病・持病:病名不明(時間経過と共に衰弱が進む)



 病名不明で衰弱が進む。進行速度は分からないが、セオティスの苦しみが今日だけではなく、毎日の苦闘だと言うことは何となく察しが付く。


「詳細不明……」


 レオポルトは、その言葉を反芻する。

 いつからこの病に罹っていたのだろう。しばらく公の場に姿を見せなかったのは、おそらくこれが原因だ。

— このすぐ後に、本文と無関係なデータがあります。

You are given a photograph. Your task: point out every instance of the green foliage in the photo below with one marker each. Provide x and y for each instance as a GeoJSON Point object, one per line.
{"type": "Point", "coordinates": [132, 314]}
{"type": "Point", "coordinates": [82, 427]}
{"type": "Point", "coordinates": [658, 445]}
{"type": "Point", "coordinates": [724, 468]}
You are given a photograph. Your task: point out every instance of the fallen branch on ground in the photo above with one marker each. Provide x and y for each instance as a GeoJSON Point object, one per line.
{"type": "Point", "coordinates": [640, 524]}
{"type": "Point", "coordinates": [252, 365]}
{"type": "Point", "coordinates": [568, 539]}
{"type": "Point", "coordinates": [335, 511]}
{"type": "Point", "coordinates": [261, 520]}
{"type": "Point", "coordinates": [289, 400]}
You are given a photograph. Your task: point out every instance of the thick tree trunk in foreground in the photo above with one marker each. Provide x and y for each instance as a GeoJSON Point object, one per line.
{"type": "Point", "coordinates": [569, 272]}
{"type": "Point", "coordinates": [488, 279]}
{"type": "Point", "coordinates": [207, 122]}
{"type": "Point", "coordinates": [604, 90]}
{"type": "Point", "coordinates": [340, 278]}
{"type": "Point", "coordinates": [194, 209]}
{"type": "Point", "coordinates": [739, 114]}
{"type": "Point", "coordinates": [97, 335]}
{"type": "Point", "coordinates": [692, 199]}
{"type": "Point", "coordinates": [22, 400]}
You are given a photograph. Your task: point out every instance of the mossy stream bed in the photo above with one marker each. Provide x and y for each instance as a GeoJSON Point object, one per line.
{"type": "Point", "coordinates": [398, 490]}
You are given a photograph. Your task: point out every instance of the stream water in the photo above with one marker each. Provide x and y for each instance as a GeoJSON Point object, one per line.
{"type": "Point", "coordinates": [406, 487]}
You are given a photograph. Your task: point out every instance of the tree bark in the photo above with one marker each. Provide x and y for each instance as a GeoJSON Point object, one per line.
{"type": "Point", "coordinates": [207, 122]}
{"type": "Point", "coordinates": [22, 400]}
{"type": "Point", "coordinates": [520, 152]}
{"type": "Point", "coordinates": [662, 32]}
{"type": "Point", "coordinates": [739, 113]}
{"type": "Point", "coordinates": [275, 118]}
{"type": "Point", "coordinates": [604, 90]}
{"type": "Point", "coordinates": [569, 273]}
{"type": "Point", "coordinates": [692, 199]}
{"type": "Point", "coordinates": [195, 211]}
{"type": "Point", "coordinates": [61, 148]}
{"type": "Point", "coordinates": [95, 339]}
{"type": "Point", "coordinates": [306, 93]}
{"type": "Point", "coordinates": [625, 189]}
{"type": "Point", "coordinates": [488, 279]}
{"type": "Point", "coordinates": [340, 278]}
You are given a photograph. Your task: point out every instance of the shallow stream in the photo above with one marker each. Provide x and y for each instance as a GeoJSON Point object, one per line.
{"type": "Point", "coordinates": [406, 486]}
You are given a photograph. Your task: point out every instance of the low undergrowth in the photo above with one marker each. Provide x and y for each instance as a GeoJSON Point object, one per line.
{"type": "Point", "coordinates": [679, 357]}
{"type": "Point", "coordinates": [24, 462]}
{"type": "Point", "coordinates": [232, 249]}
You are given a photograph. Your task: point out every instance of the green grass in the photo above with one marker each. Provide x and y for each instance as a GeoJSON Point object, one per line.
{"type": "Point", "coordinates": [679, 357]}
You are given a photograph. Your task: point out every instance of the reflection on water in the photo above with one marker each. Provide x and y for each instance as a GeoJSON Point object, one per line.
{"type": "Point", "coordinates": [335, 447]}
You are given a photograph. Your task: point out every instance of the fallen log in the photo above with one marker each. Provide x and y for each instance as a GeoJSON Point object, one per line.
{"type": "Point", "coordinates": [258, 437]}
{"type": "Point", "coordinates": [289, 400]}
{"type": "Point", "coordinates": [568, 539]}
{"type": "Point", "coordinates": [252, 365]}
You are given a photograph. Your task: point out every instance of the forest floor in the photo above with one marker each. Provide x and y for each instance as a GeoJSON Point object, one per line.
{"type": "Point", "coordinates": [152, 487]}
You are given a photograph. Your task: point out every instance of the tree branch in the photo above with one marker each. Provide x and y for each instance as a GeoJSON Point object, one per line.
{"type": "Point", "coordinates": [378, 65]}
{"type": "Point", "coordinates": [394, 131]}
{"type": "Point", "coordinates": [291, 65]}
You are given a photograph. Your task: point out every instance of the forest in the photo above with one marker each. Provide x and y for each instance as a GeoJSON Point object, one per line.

 セオティスを見つめながら考えていると、彼が徐に瞼を開けた。そして紺碧の瞳が重々しく動くと、レオポルトと視線が合う。


「君は……」


 セオティスはか細く言った。もう、口調まで弱々しい。

 誰が見ても心配するのに、彼は起き上がろうとする。それを、レオポルトが止めに入る。


「セオティス様! どうかそのままで」


「悪いね」


 セオティスは起こしかけた身体を、重力に任せるまま落とした。そのときだった。枕元に、綺麗に折り畳まれた衣服を発見したのは。


「このままで申し訳ないけど……、君は新しい使用人かい?」


「へ? いや違います」


「違うのかい?」


 突拍子のない質問に、レオポルトはつい正直に答えてしまった。セオティスも怪訝そうにこちらを睨む。


「ちょ、アンタ。ここは嘘つく場面でしょ!」


 シャルファーが咎めるが、もう遅い。


「じゃあ、君はいったい誰なんだい?」


「あー……」


「言わんこっちゃない」


 言葉に詰まった瞬間、レオポルトは何か話題を振ってこの場を凌ぎたいと思う。そこで、目についたのは枕元に置いてある衣服だった。

 レオポルトは、折り畳まれた衣服を指差して言う。


「その服」


「これかい? 僕の服だけど」


「いえ。今日、ナディーネ様が着ていらっしゃった」


 そうレオポルトが言うと、セオティスは何か得心がいったのか、頷いて見せた。


「そうか。じゃあ君が、レオポルトかい?」


 内心で驚いた。レオポルトだけではない。彼の頭に乗っかるシャルファーも、驚きを隠せていない。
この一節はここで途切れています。